Use Blockquotes When You Have a Point You Don’t Want to Make

From Judge Alex Kozinski, 9th Circuit Chief Judge:

You know what? I don’t read block quotes. I skip over them. To me, it’s yada yada yada yada. If there’s something good in there, I expect the lawyer to tell me what it is. So the bigger the block quote, the less I’m likely to find what you’re looking for.

You know what happens when I’ve got yabba yabba yabba yabba … my mind goes and I now start think about something else. I start thinking about another case, or probably I start thinking about my gardening. Or my chickens. You know, I have chickens. Or I’m saying ooh, I’m going to be going snowboarding in a couple of weeks ….

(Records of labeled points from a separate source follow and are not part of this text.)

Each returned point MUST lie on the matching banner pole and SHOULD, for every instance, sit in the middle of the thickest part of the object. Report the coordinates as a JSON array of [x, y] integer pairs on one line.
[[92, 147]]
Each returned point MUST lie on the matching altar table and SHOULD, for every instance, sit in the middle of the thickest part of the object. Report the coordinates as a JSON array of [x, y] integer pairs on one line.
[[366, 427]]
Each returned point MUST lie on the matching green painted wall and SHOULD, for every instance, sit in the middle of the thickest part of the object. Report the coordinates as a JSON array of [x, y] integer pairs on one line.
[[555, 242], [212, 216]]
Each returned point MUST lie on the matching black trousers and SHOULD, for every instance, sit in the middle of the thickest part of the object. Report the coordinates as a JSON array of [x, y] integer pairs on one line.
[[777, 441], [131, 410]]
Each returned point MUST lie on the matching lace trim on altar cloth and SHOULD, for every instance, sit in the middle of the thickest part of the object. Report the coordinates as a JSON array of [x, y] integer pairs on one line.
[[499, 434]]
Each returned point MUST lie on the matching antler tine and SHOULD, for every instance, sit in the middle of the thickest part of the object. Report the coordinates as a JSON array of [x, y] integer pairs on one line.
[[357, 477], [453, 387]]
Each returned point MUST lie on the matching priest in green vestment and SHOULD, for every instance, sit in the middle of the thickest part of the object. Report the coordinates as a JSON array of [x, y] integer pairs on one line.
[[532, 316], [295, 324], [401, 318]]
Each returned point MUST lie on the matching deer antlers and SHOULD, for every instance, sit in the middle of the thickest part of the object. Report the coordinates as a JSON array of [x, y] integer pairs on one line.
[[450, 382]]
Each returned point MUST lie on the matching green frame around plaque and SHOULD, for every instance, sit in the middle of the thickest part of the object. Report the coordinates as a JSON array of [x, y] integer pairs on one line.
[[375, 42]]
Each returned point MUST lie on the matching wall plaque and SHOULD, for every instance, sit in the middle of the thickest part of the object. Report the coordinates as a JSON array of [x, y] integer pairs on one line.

(Blockquoted for irony.) Here’s more from Judge Kozinski on over-quoting. [Thanks, Jennifer!]


  1. Avatar shg says:

    This is brutally accurate. Very few people read blockquotes. They don’t read them in briefs, motions, not even blog posts. No doubt someone can explain the phenomenon, but it’s absolutely real. If you have something you need to quote, like a case that goes directly against your argument, but don’t want the court to read, just blockquote it.

    It’s like magic.

    And if you really need the court to know something that was said, state it in advance of the blockquote and again after the blockquote, because they will not read the blockquote.